Dari ayat di atas, dapat ditarik suatu gambaran, bahwa setidaknya ciri sebuah bangsa yang baik dan sehat itu adalah terjadinya keseimbangan dalam semua aspeknya, infrastruktur dan suprastruktur yang meliputi politik, ekonomi, pendidikan, pertahanan dan keamanan dan lainnya.

Dari ayat di atas pula dapat dipastikan bahwa dalam sejarah kehidupan manusia ada sebuah bangsa yang pernah berada dalam kondisi yang sehat, adil, makmur, sejahtera, dan religius, dimana masih banyak bangsa lain dalam sejarah yang bisa mencapai kondisi demikian, yang salah satunya adalah Negara yang dibangun oleh Nabi Muhammad Saw di Madinah.

Sejarah mencatat pula bahwa kemudian bangsa Saba’ kemudian hancur dikarenakan mereka lalai dan kufur kepada Allah Swt.

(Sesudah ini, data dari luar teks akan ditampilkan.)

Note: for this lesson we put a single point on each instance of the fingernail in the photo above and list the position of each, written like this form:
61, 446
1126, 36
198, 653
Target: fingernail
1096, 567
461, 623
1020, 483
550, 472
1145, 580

Sebagaimana lanjutan ayat;

Lalu mereka berpaling sehingga Kami mendatangkan kepada mereka banjir yang besar dan Kami mengganti kedua kebun mereka dengan dua kebun yang ditumbuhi (pohon-pohon) yang berbuah pahit, pohon Atsl dan sedikit dari pohon Sidr (Q.S Saba’ [34]: 16).

Dari sini tampak jelas faktor kehancuran mereka tidak lain adalah agama. Kalimat “فأعرضوا” (kemudian mereka berpaling) menunjukkan hal tersebut.

Ini mengindikasikan bahwa fondasi agama meliputi mental seperti keuletan, kepedulian, kerja keras, dan akhlakul karimah seperti jujur, amanah, siddiq, dan lainnya menjadi hal yang niscaya dalam membangun sebuah bangsa yang Baldatun Thoyyibatun Wa Robbun Ghofur.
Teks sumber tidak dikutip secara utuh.